Community data exists on hundreds of websites across your market. It lives on national websites about your market. You must be the “one-stop-shop” where your community can find data. Whoever does it best in your market will get the audience. It might be you, the television station or the university, but it needs to be done. 

In today’s environment, it is too easy and requires too much motivation to create community data sites with less than authentic data.

Today, content is abundant, and time is scarce. Make it easy for your users. Whether weekly or monthly, you need more information to build a digital business. Ten stories a month or week will not give people enough reasons to visit your site — curate content to give them a reason to return regularly.

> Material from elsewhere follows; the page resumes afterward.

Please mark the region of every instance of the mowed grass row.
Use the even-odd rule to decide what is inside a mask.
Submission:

Use AI and RPA to scrape content sources and aggregate events and the marketplace (auto, real estate, jobs, general offers). You may be scratching your head, saying no one's coming to our classifieds now. How many of you are posting the 20 paid ads you have from print in your digital marketplaces or directories? The goal is to aggregate from multiple sites to build an audience. Work backward and sell premium positions in categories. Back those into your print marketplace if the economics work.

Give them a reason to visit every day — early and often.

Who doesn’t love a sale? An expiring deal? Create scarcity deals on your site — 24-hour/countdown sales from local businesses, sweepstakes and contests.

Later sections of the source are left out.